Bergara’s brilliantly and vibrantly expansive artwork, which contains a ridiculously enchanting amount of detail, plays a role equal with Spurrier’s lushly broad and clever writing, serving up visual treat after visual treat, every page a luscious deep dive into dystopian hell or heaven, depending on how you look at it.
The artwork of Coda is so beautifully and richly detailed that you are doing yourselves a grave disservice by not not studying every last millimetre of every page or panel.
It jumps off the pages with candy-coloured profusion that it honestly feels like you have landed in the world yourself which is quite an accomplishment for a 2D graphic novel that you definitely know you aren’t in.

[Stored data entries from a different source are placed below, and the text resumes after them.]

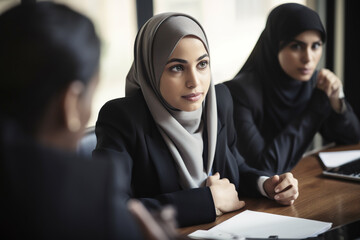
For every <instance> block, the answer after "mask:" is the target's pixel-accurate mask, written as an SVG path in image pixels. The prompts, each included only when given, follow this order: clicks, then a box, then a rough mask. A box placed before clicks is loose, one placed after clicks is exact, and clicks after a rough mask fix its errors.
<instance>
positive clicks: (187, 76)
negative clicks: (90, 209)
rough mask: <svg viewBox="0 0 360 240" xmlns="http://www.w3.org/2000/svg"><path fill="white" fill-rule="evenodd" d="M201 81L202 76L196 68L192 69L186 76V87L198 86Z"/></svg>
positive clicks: (192, 86) (192, 87)
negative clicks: (197, 73) (199, 73)
mask: <svg viewBox="0 0 360 240" xmlns="http://www.w3.org/2000/svg"><path fill="white" fill-rule="evenodd" d="M199 83H200V78H199V76H198V74H197V72H196V70H193V69H192V70H190V71H189V72H188V74H187V76H186V87H187V88H191V89H192V88H196V87H197V86H198V85H199Z"/></svg>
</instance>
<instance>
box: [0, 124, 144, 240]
mask: <svg viewBox="0 0 360 240" xmlns="http://www.w3.org/2000/svg"><path fill="white" fill-rule="evenodd" d="M1 127H3V128H2V129H0V132H1V134H0V137H1V138H0V140H1V141H0V142H1V146H0V149H1V152H0V154H1V155H0V156H1V161H0V165H1V180H0V187H1V188H0V191H1V194H0V196H1V197H0V199H1V200H0V201H1V203H0V205H1V210H0V219H1V226H2V230H1V232H0V238H2V239H119V238H120V239H141V238H142V236H141V235H140V232H139V230H138V229H137V227H136V225H135V222H134V220H133V218H132V216H130V213H129V212H128V211H127V209H126V204H125V201H126V198H125V197H124V196H123V195H122V194H121V191H122V188H123V187H122V184H123V180H122V176H123V174H122V171H123V168H122V166H120V162H118V161H112V160H111V159H106V160H101V161H100V160H90V159H82V158H79V157H78V156H77V155H76V154H75V153H71V152H65V151H60V150H58V149H52V148H49V147H45V146H43V145H40V144H38V143H36V142H34V140H33V139H30V138H27V137H26V136H24V135H22V134H21V133H20V132H19V131H18V130H16V129H15V128H13V126H12V125H8V124H7V125H6V127H5V126H4V125H2V126H1ZM5 237H6V238H5Z"/></svg>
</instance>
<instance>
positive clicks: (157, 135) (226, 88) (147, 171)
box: [94, 85, 265, 226]
mask: <svg viewBox="0 0 360 240" xmlns="http://www.w3.org/2000/svg"><path fill="white" fill-rule="evenodd" d="M216 99H217V109H218V135H217V146H216V150H215V158H214V164H213V171H212V172H213V173H216V172H219V173H220V177H221V178H228V179H229V180H230V182H232V183H233V184H234V185H235V186H236V189H237V191H238V193H239V195H240V196H244V195H253V196H259V195H260V193H259V192H258V187H257V179H258V178H259V176H260V175H265V173H262V172H260V171H256V170H255V169H251V168H249V167H248V166H247V165H246V164H245V162H244V159H243V158H242V157H241V156H240V155H239V153H238V150H237V149H236V134H235V130H234V125H233V116H232V109H233V106H232V100H231V96H230V93H229V91H228V90H227V88H226V87H225V86H223V85H218V86H216ZM95 132H96V136H97V139H98V143H97V147H96V149H95V150H94V153H99V152H117V153H118V160H119V161H123V162H124V164H123V165H124V166H126V167H127V168H126V170H125V172H126V173H127V174H126V176H125V177H126V179H127V183H128V190H127V193H128V194H129V196H130V197H134V198H139V199H140V200H141V201H142V202H143V203H144V205H145V206H146V207H148V208H149V209H156V208H159V207H160V206H163V205H166V204H172V205H174V206H175V208H176V210H177V220H178V223H179V226H188V225H195V224H201V223H206V222H211V221H214V220H215V217H216V214H215V207H214V203H213V199H212V195H211V192H210V189H209V188H208V187H200V188H194V189H183V188H182V187H181V185H180V178H179V174H178V170H177V167H176V163H175V161H174V159H173V157H172V155H171V153H170V151H169V149H168V147H167V145H166V143H165V141H164V139H163V137H162V135H161V133H160V131H159V129H158V127H157V124H156V123H155V121H154V119H153V117H152V115H151V113H150V111H149V109H148V106H147V104H146V102H145V99H144V97H143V95H142V92H141V90H139V91H138V92H137V94H135V95H134V96H131V97H125V98H121V99H115V100H112V101H110V102H108V103H106V104H105V105H104V106H103V107H102V109H101V110H100V114H99V117H98V121H97V123H96V128H95ZM204 142H205V143H206V142H207V140H206V134H204ZM204 149H206V147H205V148H204Z"/></svg>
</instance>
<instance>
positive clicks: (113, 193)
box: [0, 2, 142, 239]
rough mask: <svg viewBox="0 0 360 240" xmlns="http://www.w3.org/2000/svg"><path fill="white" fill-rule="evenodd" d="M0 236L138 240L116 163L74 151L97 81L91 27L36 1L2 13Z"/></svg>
mask: <svg viewBox="0 0 360 240" xmlns="http://www.w3.org/2000/svg"><path fill="white" fill-rule="evenodd" d="M0 34H1V37H0V53H1V54H0V81H1V89H0V98H1V99H0V111H1V112H0V121H1V124H0V144H1V145H0V171H1V174H0V206H1V209H0V219H1V222H0V224H1V229H2V230H1V231H0V238H1V239H5V237H6V239H8V238H10V239H141V238H142V236H141V233H140V231H139V228H137V226H136V225H135V220H134V219H133V218H132V216H131V214H130V213H129V212H128V211H127V206H126V204H125V202H126V201H125V199H124V198H123V197H122V194H121V192H122V191H121V189H122V184H123V180H122V179H121V176H122V175H123V174H121V171H122V169H123V167H122V166H120V165H119V164H120V162H119V161H112V160H111V156H107V158H106V159H105V160H101V161H100V160H97V159H93V160H90V159H83V158H81V157H79V156H78V155H77V154H76V147H77V143H78V140H79V139H80V138H81V136H82V134H83V131H84V129H85V126H86V123H87V121H88V119H89V116H90V109H91V102H92V101H91V100H92V97H93V94H94V91H95V89H96V86H97V83H98V68H99V58H100V41H99V38H98V36H97V34H96V32H95V29H94V26H93V24H92V22H91V21H90V20H89V19H88V18H86V17H84V16H83V15H81V14H79V13H77V12H75V11H73V10H71V9H70V8H68V7H66V6H63V5H59V4H55V3H50V2H40V3H37V4H34V5H30V6H23V5H19V6H16V7H14V8H12V9H10V10H8V11H6V12H5V13H3V14H2V15H1V16H0Z"/></svg>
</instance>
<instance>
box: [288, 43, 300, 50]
mask: <svg viewBox="0 0 360 240" xmlns="http://www.w3.org/2000/svg"><path fill="white" fill-rule="evenodd" d="M290 48H291V49H292V50H301V45H300V44H298V43H291V44H290Z"/></svg>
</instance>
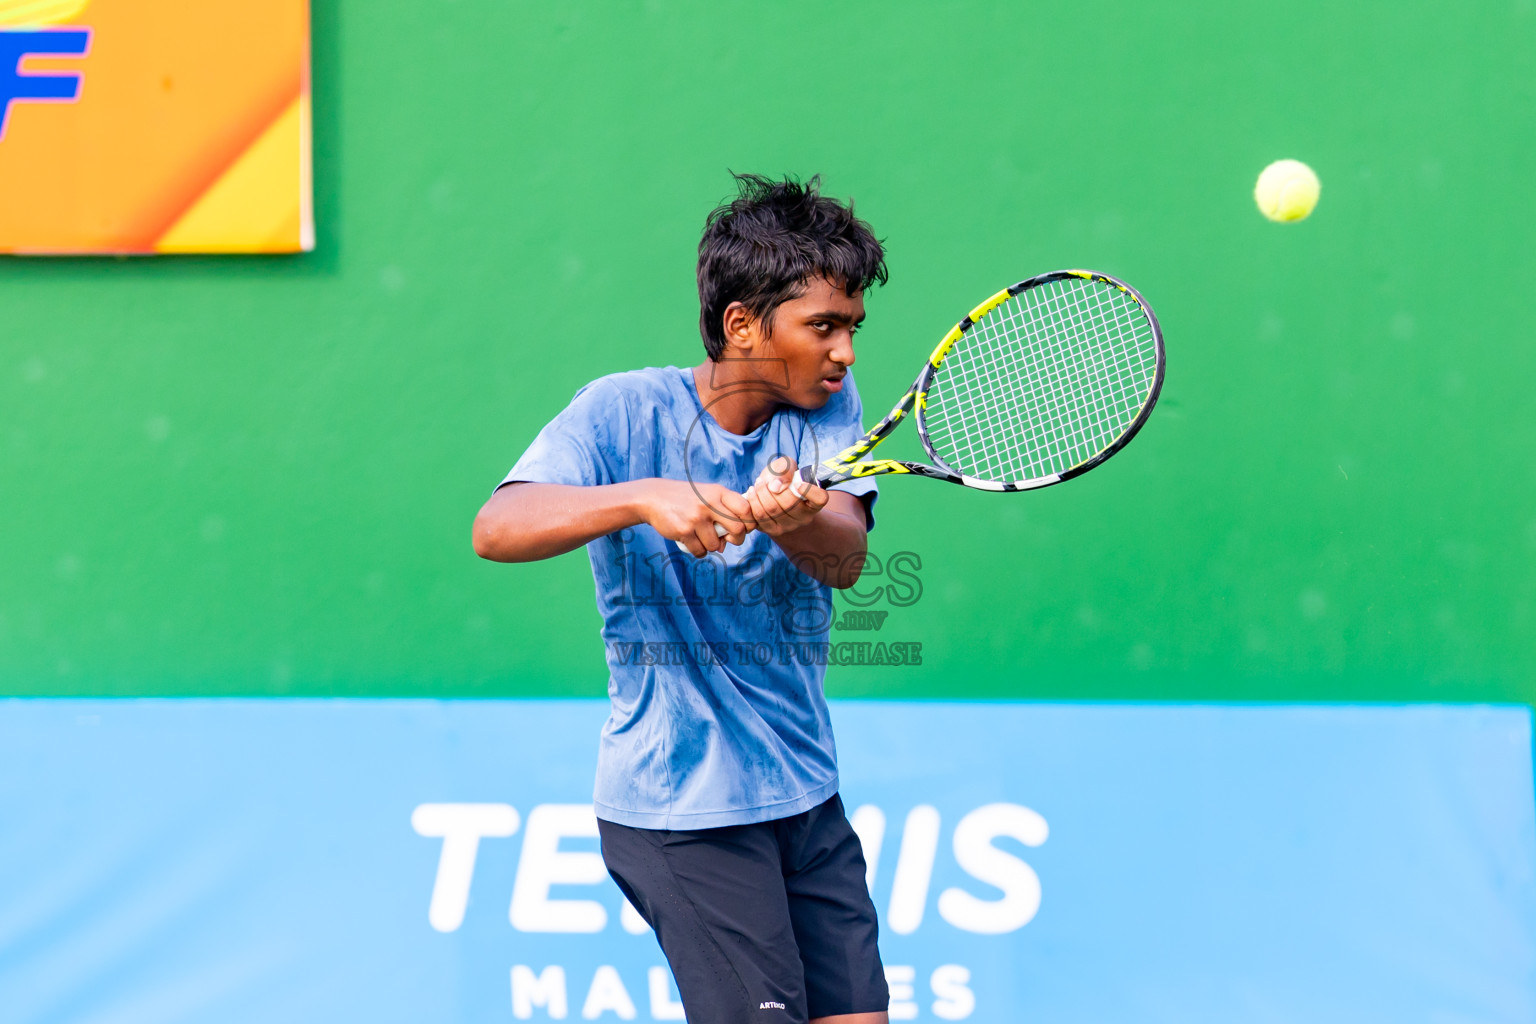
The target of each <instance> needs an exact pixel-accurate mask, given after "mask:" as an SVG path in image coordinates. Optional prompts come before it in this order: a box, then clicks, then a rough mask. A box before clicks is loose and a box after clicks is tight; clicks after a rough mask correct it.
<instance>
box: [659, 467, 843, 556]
mask: <svg viewBox="0 0 1536 1024" xmlns="http://www.w3.org/2000/svg"><path fill="white" fill-rule="evenodd" d="M796 476H799V477H800V481H802V482H805V484H809V485H811V487H816V464H814V462H806V464H805V465H802V467H800V470H799V473H796ZM725 534H727V530H725V527H723V525H722V524H714V536H717V537H723V536H725ZM673 543H676V545H677V550H679V551H684V553H685V554H693V553H691V551H688V545H687V543H684V542H682V540H673Z"/></svg>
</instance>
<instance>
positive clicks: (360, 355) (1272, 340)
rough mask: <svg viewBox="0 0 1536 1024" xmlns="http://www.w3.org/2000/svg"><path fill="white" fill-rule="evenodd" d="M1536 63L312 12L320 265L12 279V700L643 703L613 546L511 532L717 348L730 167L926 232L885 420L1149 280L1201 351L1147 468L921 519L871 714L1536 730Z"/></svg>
mask: <svg viewBox="0 0 1536 1024" xmlns="http://www.w3.org/2000/svg"><path fill="white" fill-rule="evenodd" d="M1533 26H1536V11H1533V5H1531V3H1530V0H1524V2H1522V3H1513V5H1508V3H1507V5H1475V6H1465V5H1450V3H1441V5H1432V3H1422V5H1401V3H1389V2H1385V0H1370V2H1362V3H1350V5H1341V3H1321V2H1316V0H1301V2H1296V3H1287V5H1283V6H1275V8H1269V9H1267V11H1260V9H1258V8H1252V6H1244V5H1229V3H1184V5H1180V6H1178V8H1177V9H1170V8H1169V5H1132V3H1100V5H1023V3H1017V2H1014V3H909V5H891V3H874V2H869V3H773V5H765V3H722V2H720V0H710V2H703V0H697V2H690V3H662V2H653V3H617V2H613V3H582V5H573V3H538V5H536V3H524V2H513V0H458V2H455V3H449V2H441V3H402V2H398V0H396V2H390V3H382V2H379V0H315V97H316V189H318V197H316V204H318V218H319V247H318V250H316V252H315V253H312V255H307V256H301V258H249V259H246V258H184V259H134V261H120V259H6V261H3V263H0V315H3V321H0V322H3V325H5V330H3V333H0V479H3V490H0V516H3V519H0V570H3V571H0V688H3V691H5V692H9V694H237V692H238V694H366V695H406V694H410V695H424V694H435V695H513V694H527V695H553V694H584V695H596V694H601V692H604V686H605V674H604V668H602V652H601V648H599V642H598V634H596V629H598V617H596V613H594V611H593V599H591V580H590V574H588V568H587V560H585V556H584V554H582V553H574V554H568V556H564V557H561V559H554V560H551V562H547V563H539V565H527V567H504V565H492V563H485V562H479V560H476V559H475V556H473V554H472V551H470V545H468V525H470V520H472V517H473V514H475V511H476V508H478V507H479V504H481V500H484V497H485V496H487V493H488V491H490V488H492V487H493V484H495V482H496V481H498V479H499V477H501V474H502V473H504V471H505V468H507V467H508V465H510V464H511V462H513V459H515V457H516V456H518V454H519V453H521V450H522V447H524V445H525V444H527V441H528V439H530V438H531V434H533V433H535V431H536V430H538V427H539V425H541V424H542V422H544V421H547V419H548V418H550V416H551V415H553V413H554V411H556V410H559V408H561V407H562V405H564V404H565V401H568V398H570V395H571V393H573V391H574V390H576V388H578V387H579V385H581V384H584V382H585V381H588V379H590V378H593V376H598V375H601V373H607V372H613V370H621V368H628V367H634V365H647V364H650V365H654V364H670V362H671V364H679V362H680V364H688V362H693V361H696V359H697V358H699V341H697V332H696V316H697V304H696V295H694V292H693V250H694V244H696V239H697V232H699V227H700V221H702V216H703V213H705V212H707V210H708V209H710V206H713V204H714V203H716V201H717V200H719V198H720V197H722V195H725V193H727V192H728V189H730V181H728V178H727V169H728V167H730V169H737V170H760V172H770V173H774V172H783V170H793V172H797V173H811V172H822V173H823V175H825V180H826V184H828V189H829V190H831V192H834V193H839V195H852V197H854V198H856V200H857V204H859V210H860V213H862V215H863V216H866V218H868V220H869V221H871V223H872V224H874V226H876V229H877V232H879V233H880V235H882V236H883V238H886V239H888V244H889V264H891V270H892V275H891V284H889V287H886V289H885V290H882V292H877V293H874V295H871V296H869V301H868V306H869V322H868V325H866V330H865V332H863V333H862V335H860V342H862V344H860V359H859V367H857V373H859V381H860V390H862V391H863V395H865V398H866V401H868V402H869V407H871V408H869V410H866V411H868V413H869V415H871V419H872V416H874V415H879V413H880V411H883V410H880V408H876V407H877V405H883V404H886V402H888V401H889V399H891V398H894V396H895V395H897V393H899V388H902V387H905V385H906V384H908V381H909V378H911V375H912V372H914V368H915V362H917V359H919V358H920V355H922V353H925V352H926V350H928V348H929V347H931V344H932V342H934V341H935V339H937V335H938V333H942V332H943V329H945V327H948V324H951V322H952V321H954V319H955V318H957V316H958V315H960V313H963V312H965V310H968V309H969V307H971V306H972V304H974V302H975V301H978V299H980V298H983V296H985V295H988V293H991V292H992V290H995V289H997V287H1000V286H1003V284H1008V282H1011V281H1014V279H1017V278H1021V276H1026V275H1029V273H1034V272H1040V270H1048V269H1055V267H1061V266H1087V267H1094V269H1101V270H1107V272H1111V273H1117V275H1120V276H1123V278H1126V279H1129V281H1132V282H1135V284H1137V286H1138V287H1140V289H1141V290H1143V292H1144V293H1146V295H1147V298H1149V299H1150V302H1152V304H1154V307H1155V309H1157V310H1158V313H1160V316H1161V319H1163V325H1164V332H1166V335H1167V347H1169V376H1167V385H1166V388H1164V391H1163V401H1161V404H1160V407H1158V411H1157V413H1155V415H1154V418H1152V421H1150V424H1149V425H1147V428H1146V430H1144V431H1143V433H1141V436H1140V438H1137V441H1135V442H1134V444H1132V445H1130V448H1127V451H1126V453H1124V454H1123V456H1120V457H1117V459H1115V461H1114V462H1111V464H1109V465H1107V467H1104V468H1103V470H1100V471H1095V473H1092V474H1089V476H1086V477H1083V479H1081V481H1074V482H1072V484H1068V485H1064V487H1058V488H1052V490H1048V491H1040V493H1034V494H1020V496H995V494H977V493H969V491H963V490H960V488H951V487H943V485H931V484H926V482H919V481H894V482H889V484H888V485H886V487H885V488H883V499H882V517H880V525H879V528H877V531H876V533H874V534H872V536H871V543H872V550H874V551H876V553H877V554H885V556H888V554H891V553H895V551H903V550H905V551H914V553H917V554H919V556H920V557H922V565H923V568H922V573H920V576H922V582H923V594H922V599H920V600H919V602H917V603H915V605H912V606H908V608H891V606H889V605H882V608H889V611H891V614H889V617H888V619H886V623H885V628H883V629H882V633H879V634H862V636H856V634H836V637H834V639H883V640H892V639H900V640H922V642H923V651H925V665H923V666H920V668H903V669H833V672H831V676H829V680H828V686H829V689H831V691H833V692H836V694H843V695H848V694H859V695H902V697H911V695H934V697H938V695H1017V697H1087V699H1103V697H1130V699H1261V700H1270V699H1273V700H1313V699H1342V700H1356V699H1366V700H1525V702H1528V700H1536V657H1533V652H1531V646H1533V645H1531V639H1533V636H1536V482H1533V473H1531V465H1530V464H1531V439H1533V433H1536V431H1533V425H1531V424H1533V413H1536V399H1533V391H1536V388H1533V379H1536V352H1533V330H1531V313H1530V310H1531V299H1530V295H1528V293H1530V286H1528V284H1527V279H1528V278H1530V273H1531V272H1533V270H1536V256H1533V246H1531V241H1530V229H1531V224H1536V190H1533V187H1531V183H1533V180H1536V141H1533V134H1531V130H1530V126H1531V121H1530V112H1531V101H1533V92H1536V88H1533V77H1531V75H1530V54H1531V52H1533V43H1536V29H1533ZM1279 157H1296V158H1301V160H1306V161H1309V163H1310V164H1312V166H1313V167H1316V170H1318V173H1319V175H1321V178H1322V201H1321V204H1319V207H1318V212H1316V213H1315V215H1313V218H1312V220H1309V221H1306V223H1303V224H1293V226H1275V224H1269V223H1266V221H1263V220H1261V218H1260V215H1258V213H1256V212H1255V209H1253V203H1252V198H1250V189H1252V183H1253V178H1255V177H1256V175H1258V172H1260V169H1261V167H1263V166H1264V164H1267V163H1269V161H1270V160H1275V158H1279ZM3 158H5V152H3V144H0V160H3ZM0 201H8V203H9V201H25V198H20V197H0ZM902 448H903V450H905V451H908V453H912V451H914V450H915V441H914V439H912V438H911V436H908V438H903V445H902Z"/></svg>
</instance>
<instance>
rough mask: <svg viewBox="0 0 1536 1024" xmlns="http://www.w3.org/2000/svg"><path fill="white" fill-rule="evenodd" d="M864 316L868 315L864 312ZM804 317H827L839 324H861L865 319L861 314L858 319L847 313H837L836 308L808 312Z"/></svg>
mask: <svg viewBox="0 0 1536 1024" xmlns="http://www.w3.org/2000/svg"><path fill="white" fill-rule="evenodd" d="M866 316H868V313H866ZM806 319H829V321H834V322H839V324H862V322H863V321H865V318H863V316H860V318H859V319H854V318H852V316H849V315H848V313H839V312H837V310H823V312H820V313H809V315H806Z"/></svg>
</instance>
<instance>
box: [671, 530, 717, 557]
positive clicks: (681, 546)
mask: <svg viewBox="0 0 1536 1024" xmlns="http://www.w3.org/2000/svg"><path fill="white" fill-rule="evenodd" d="M714 536H716V537H723V536H725V527H722V525H720V524H714ZM673 543H676V545H677V550H679V551H682V553H684V554H693V553H691V551H688V545H687V543H684V542H682V540H673Z"/></svg>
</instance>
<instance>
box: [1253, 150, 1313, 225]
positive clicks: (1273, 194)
mask: <svg viewBox="0 0 1536 1024" xmlns="http://www.w3.org/2000/svg"><path fill="white" fill-rule="evenodd" d="M1321 189H1322V184H1321V183H1319V181H1318V175H1315V173H1313V172H1312V167H1309V166H1307V164H1304V163H1301V161H1299V160H1276V161H1275V163H1272V164H1270V166H1267V167H1264V172H1263V173H1261V175H1260V177H1258V184H1255V186H1253V201H1255V203H1258V212H1260V213H1263V215H1264V216H1267V218H1269V220H1272V221H1299V220H1306V216H1307V215H1309V213H1310V212H1312V207H1315V206H1316V204H1318V192H1321Z"/></svg>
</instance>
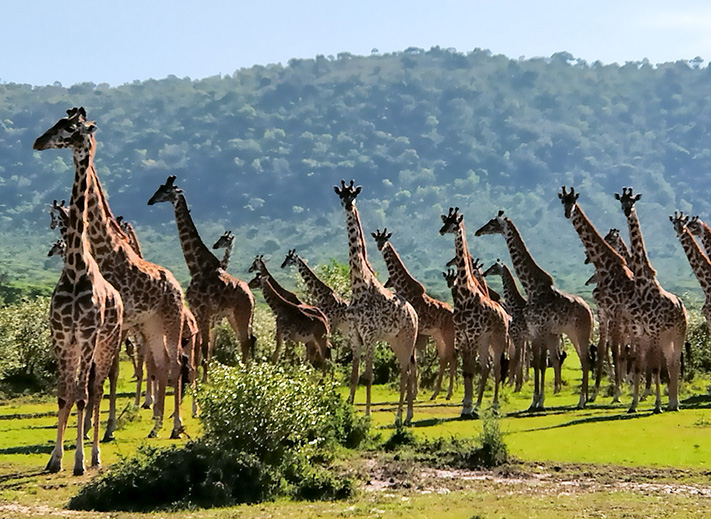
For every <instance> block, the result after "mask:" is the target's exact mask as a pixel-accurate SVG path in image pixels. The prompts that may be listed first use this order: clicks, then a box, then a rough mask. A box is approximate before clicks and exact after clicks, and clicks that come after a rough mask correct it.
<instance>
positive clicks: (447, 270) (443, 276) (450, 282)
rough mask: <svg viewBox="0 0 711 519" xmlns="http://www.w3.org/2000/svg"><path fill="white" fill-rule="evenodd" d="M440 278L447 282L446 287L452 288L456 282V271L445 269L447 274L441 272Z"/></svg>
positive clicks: (456, 272)
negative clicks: (441, 273) (446, 285)
mask: <svg viewBox="0 0 711 519" xmlns="http://www.w3.org/2000/svg"><path fill="white" fill-rule="evenodd" d="M442 277H444V280H445V281H446V282H447V286H448V287H449V288H452V287H454V285H455V283H456V282H457V271H456V270H455V269H447V272H442Z"/></svg>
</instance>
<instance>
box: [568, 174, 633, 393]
mask: <svg viewBox="0 0 711 519" xmlns="http://www.w3.org/2000/svg"><path fill="white" fill-rule="evenodd" d="M579 196H580V193H576V192H575V189H574V188H570V192H568V191H567V190H566V188H565V186H563V187H562V188H561V192H560V193H558V198H559V199H560V201H561V203H562V204H563V207H564V214H565V217H566V218H568V219H569V220H570V221H571V223H572V224H573V227H574V228H575V231H576V232H577V233H578V236H579V238H580V241H581V242H582V243H583V246H584V247H585V254H586V256H587V260H589V261H590V262H591V263H592V264H593V265H595V276H596V280H597V286H596V287H595V289H593V298H594V299H595V303H596V305H597V316H598V323H599V335H600V339H599V342H598V345H597V366H596V369H597V373H596V375H597V376H596V379H595V390H594V392H593V394H592V396H591V397H590V401H593V400H594V399H595V397H596V396H597V394H598V393H599V391H600V381H601V380H602V368H603V366H604V363H605V360H606V359H607V356H608V348H610V349H611V350H612V357H613V364H614V367H615V373H614V396H613V402H619V400H620V394H621V386H622V380H623V378H624V372H623V367H624V362H623V357H624V356H625V346H626V344H627V339H628V338H629V337H628V335H629V333H628V330H630V329H631V324H632V315H631V313H630V304H629V303H630V301H631V300H632V298H633V297H634V275H633V274H632V271H631V270H630V269H629V268H628V267H627V261H626V260H625V258H624V257H623V256H622V255H621V254H620V253H619V252H618V251H617V250H615V247H613V246H612V245H611V244H610V242H613V243H617V244H618V247H620V245H619V244H622V245H624V242H622V240H621V238H619V231H617V230H616V229H611V230H610V232H609V233H608V235H607V236H606V237H605V238H603V237H602V236H601V235H600V233H599V232H598V231H597V229H596V228H595V226H594V225H593V224H592V222H591V221H590V220H589V219H588V217H587V216H586V215H585V213H584V212H583V210H582V209H581V208H580V206H579V205H578V197H579ZM615 231H617V232H616V233H615ZM615 234H616V236H615Z"/></svg>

Or are you? It really does feel like you are, akin to the very best cartoon or movie, and this adds to an already lush storyline that doesn’t stint on its capacity for sharp-eyed observation, its willingness to parody everything that moves, and its capacity for movingly, deeply, heartfelt when the narrative calls for it.
Coda is a treat and a joy on every level possible – the art is astonishingly vivid and enrapturing, the characters are 3D beguiling, the dialogue sparkling, funny and deft, and the storyline just left enough of cliche to feel like the reinvented fantasy it most certainly aims to be and very much is.
This is the apocalypse reborn, and while that may sound like a contradiction in terms, it works brilliantly, a delight for the eyes, mind and thoughtfully contemplative soul (that also likes frequent and well-deserved laughs) that elevates you to a world which may have seen better days but which still has a great deal to offer.